Hawking uses several smaller questions to make up The Big One: How did the Universe begin? How/when will it end? Is time infinite or could that too have a beginning and an end? What would happen after the end of time? What happened before time began? etc, etc. Then there's the $64,000 question: If we get to a point where we can answer all of the above scientifically, what role then for a Creator?

The Universe

I've always had an interest in Physics and have been annoyed that, despite having owned both these books for years, I had not managed to get to the end of either of them. They start off accessibly enough for anyone who studied Physics at school, with Newton's laws of motion and Einstein's theories of relativity. I can get my head around gravity, the solar system, elliptical orbits, I can even accept huge-scale concepts such as the speed of light and black holes. But from there on things start to skitter down a very slippery slope of incomprehension, starting with there not being space, and time, but a single continuum in four dimensions called spacetime, and that spacetime is curved and not flat, and that if the universe is even now continuing to expand (as has been proven) like the debris of an explosion, then there must have been an event long ago -- the explosion itself -- where all the matter in the universe was compressed into an object of zero size yet infinite mass and infinite density. This concept is known as a singularity and we call the explosion that marked the origin of the Universe "The Big Bang". From there the slope steepens as Hawking turns his attention to the branch of Physics that everyone is depending on to complete the jigsaw: Quantum Mechanics. I won't go into detail (I can't!) but Quantum Mechanics has to do with the very, very small, dealing with subatomic particles and moving on from there to matter and antimatter (ANTIMATTER!), particles existing in pairs and annihilating each other when they meet up.
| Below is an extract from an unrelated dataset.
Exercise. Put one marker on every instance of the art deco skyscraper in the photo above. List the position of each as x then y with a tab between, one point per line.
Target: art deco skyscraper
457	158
Well I am proud (or should that be relieved?) to say that I have finally managed to finish A Brief History Of Time, and am close to finishing The Universe In A Nutshell, having promised myself to plough on through both whether I could grasp all the concepts or not. This is actually a worthwhile thing to do, because there are clear, lucid and important points in among the quarks, photons and gravitons, and it's also the only way of getting through them unless you yourself are a Quantum Physicist. I'm sure there must be many many people who are not professional scientists but who nevertheless have a burning curiosity to understand how we got here on Planet Earth, and to hear a rational explanation for the existence of everything we see around us, on the earth and in the sky. The problem with these books is that they are so technical as to put off all but the most determined truthseeker, despite being marketed as having been written for the layperson. What we need is, "Life the Universe and Everything for Dummies": anyone seen that on the bookshelves? Maybe I'll write it one day.